Analysis: The authorities below found that the company produced lists of shareholders with addresses, PANs, cheque numbers and bank details, confirmations from shareholders, bank statements evidencing receipts and copies of shareholders' returns and audited balance sheets. In these circumstances the company discharged its primary onus of proving identity and genuineness of the receipts. The Assessing Officer failed to place any adverse material on record or afford opportunity for rebuttal or cross-examination based on any purported reports or operator lists.
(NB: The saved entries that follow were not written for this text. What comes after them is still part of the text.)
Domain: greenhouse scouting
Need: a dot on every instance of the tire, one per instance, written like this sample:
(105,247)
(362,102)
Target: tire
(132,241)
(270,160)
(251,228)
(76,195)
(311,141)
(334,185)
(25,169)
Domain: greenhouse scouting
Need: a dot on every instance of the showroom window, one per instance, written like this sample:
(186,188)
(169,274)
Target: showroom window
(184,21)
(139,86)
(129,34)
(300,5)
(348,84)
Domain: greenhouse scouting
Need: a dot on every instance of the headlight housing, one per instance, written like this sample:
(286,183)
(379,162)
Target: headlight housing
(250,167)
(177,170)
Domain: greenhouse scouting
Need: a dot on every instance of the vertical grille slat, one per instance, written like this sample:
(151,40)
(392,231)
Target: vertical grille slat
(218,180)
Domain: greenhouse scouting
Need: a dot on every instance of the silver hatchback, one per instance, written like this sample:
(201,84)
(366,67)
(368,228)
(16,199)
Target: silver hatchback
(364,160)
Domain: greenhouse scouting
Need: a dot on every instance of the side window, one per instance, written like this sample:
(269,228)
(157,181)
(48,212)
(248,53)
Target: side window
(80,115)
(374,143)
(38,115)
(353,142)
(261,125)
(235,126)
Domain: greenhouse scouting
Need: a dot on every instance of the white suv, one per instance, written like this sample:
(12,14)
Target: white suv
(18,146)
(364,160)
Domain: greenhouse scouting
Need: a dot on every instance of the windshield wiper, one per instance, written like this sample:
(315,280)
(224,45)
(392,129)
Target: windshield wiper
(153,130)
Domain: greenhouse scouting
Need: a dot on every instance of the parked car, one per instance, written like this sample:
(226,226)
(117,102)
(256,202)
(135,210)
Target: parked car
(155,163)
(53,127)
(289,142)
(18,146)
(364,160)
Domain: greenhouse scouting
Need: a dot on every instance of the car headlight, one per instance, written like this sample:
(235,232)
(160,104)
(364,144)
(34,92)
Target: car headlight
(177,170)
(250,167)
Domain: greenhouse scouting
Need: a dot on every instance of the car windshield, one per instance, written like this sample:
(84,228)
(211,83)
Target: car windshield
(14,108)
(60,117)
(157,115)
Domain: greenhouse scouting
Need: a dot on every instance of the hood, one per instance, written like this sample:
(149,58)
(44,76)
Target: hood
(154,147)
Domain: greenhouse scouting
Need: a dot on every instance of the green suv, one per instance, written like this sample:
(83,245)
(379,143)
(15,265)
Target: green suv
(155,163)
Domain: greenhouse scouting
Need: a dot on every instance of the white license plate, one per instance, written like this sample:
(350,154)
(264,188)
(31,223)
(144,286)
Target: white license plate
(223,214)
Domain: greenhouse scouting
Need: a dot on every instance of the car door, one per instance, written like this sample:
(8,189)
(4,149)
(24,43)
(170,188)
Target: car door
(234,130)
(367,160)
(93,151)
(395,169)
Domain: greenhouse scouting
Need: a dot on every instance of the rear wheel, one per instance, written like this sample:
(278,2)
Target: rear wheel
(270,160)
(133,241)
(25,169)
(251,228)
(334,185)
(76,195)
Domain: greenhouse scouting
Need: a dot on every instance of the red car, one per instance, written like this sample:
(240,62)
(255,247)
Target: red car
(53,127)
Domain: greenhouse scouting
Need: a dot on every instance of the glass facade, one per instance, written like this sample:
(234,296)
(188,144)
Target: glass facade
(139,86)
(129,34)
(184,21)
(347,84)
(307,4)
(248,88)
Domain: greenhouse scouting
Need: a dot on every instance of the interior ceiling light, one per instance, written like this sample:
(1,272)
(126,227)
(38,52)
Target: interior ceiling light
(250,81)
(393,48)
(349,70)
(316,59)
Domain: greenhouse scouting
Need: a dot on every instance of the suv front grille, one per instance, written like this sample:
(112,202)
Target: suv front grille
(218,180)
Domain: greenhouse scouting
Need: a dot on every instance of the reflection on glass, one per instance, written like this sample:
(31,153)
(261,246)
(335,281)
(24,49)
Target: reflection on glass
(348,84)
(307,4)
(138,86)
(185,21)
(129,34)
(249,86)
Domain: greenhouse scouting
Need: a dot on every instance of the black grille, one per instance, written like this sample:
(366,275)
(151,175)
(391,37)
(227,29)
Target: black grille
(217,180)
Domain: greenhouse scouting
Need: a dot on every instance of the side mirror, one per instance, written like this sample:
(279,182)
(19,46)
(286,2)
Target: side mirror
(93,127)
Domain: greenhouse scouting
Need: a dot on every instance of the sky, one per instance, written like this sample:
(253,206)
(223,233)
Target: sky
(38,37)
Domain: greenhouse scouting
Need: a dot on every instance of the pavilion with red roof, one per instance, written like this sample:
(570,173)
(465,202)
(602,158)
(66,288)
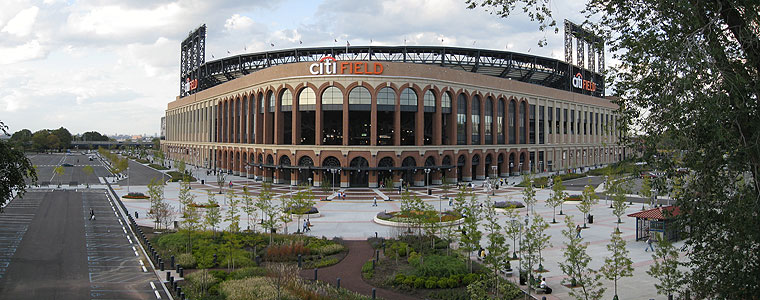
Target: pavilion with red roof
(660,219)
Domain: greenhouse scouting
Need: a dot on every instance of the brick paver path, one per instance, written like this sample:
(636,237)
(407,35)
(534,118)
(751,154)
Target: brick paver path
(350,272)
Binding precedent establishes that where share application money is received from named persons whose identities are disclosed, the department's remedy is to investigate or reopen the assessments of those individuals rather than treat the amount as undisclosed income of the recipient company under Section 68. The concurrent factual findings by the appellate authorities that the payments were by cheque and the shareholders were assessed remained uncontroverted.
Conclusion: The share application money cannot be regarded as undisclosed income of the company under Section 68; the addition made by the Assessing Officer is not justified and is to be deleted (conclusion in favour of the assessee).
Final Conclusion: On the facts and law, the appellate findings upholding deletion of the addition are sustained and the appeal is dismissed.
Ratio Decidendi: Where a company produces credible evidence of the identity and genuineness of shareholders (including PAN, confirmations and bank cheques), and the Assessing Officer does not produce adverse material to rebut that evidence, share application money cannot be treated as undisclosed income under Section 68; the proper course is investigation or reopening of the individual shareholders' assessments.